Die Hamburger Koalitionsvereinbarung zwischen CDU und Grünen sei "energie- und umweltpolitisch fatal", sagte Gabriel der "Frankfurter Rundschau". Die Grünen würden mit ihrem Widerstand gegen den Bau neuer Kohlekraftwerke "den Atomlobbyisten klammheimlich die Türen öffnen". Gabriel warf der Hamburger CDU vor, die Energiepolitik ihrer eigenen Kanzlerin Angela Merkel zu "torpedieren".

CDU und Grüne hatten die Zukunft des umstrittenen Kohlekraftwerks Moorburg im Koalitionsvertrag offen gelassen. Hamburgs ehemaliger Erster Bürgermeister Klaus von Dohnanyi (SPD) sagte der "Welt am Sonntag", er habe schon vor Jahren gesagt, "dass Schwarz-Grün eine gute Option ist".

"Kopf-an-Kopf-Rennen" 2009

Ungeachtet schlechter Umfragewerte für die SPD glaubt Beck an einen engen Ausgang der Bundestagswahl 2009. "Ich sehe die realistische Chance, dass es 2009 ein Kopf-an-Kopf-Rennen geben wird", sagte er dem "Spiegel". "Ich erwarte, dass gegen die SPD keine Regierung gebildet werden kann." Im ZDF-"Politbarometer" vom Freitag war die SPD auf 27 Prozent gekommen, die CDU/CSU auf 42 Prozent.

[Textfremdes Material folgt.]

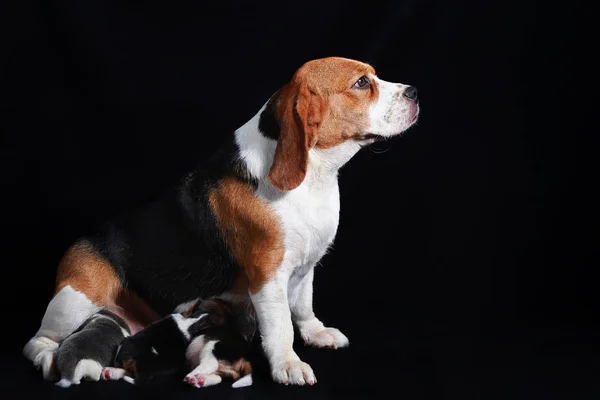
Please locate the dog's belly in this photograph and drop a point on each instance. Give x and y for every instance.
(165, 257)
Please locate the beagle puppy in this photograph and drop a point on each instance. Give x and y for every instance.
(251, 222)
(212, 336)
(90, 348)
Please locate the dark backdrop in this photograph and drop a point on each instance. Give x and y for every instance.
(464, 259)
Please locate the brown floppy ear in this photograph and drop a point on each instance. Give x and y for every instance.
(300, 113)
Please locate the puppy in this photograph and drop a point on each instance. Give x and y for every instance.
(92, 347)
(214, 336)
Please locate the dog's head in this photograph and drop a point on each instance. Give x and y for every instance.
(334, 103)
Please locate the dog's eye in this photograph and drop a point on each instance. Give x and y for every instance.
(362, 83)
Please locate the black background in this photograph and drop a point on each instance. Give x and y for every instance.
(464, 261)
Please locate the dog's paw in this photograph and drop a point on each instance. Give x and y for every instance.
(329, 337)
(292, 370)
(202, 380)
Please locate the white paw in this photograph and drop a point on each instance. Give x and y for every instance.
(292, 371)
(328, 337)
(202, 380)
(111, 373)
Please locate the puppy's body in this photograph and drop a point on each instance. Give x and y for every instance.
(92, 347)
(214, 331)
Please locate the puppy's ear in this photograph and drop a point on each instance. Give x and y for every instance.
(300, 112)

Beck zeigte sich erneut für eine Ampelkoalition aus SPD, FDP und Grünen offen. "Fest steht, Schwarz-Gelb hat keine Mehrheit in Deutschland. Daher sind auch andere Konstellationen denkbar: Rot-Grün, oder eine Ampel-Koalition. Auch Guido Westerwelle sieht das bekanntlich so."

Ja und nein zur Linken

Beck verteidigte den Öffnungskurs der SPD gegenüber der Linken: "Gerade das schwarz-grüne Bündnis in Hamburg zeigt uns, dass wir es bei der CDU mit einem Gegner zu tun haben, der eiskalt Machtperspektiven sucht. Ohne jede Rücksicht auf Inhalte. Warum sollten wir uns dort, wo es verantwortbar ist, solche Perspektiven zumauern?" Es bleibe aber dabei, dass es im Bund keine Zusammenarbeit mit der Linken geben werde.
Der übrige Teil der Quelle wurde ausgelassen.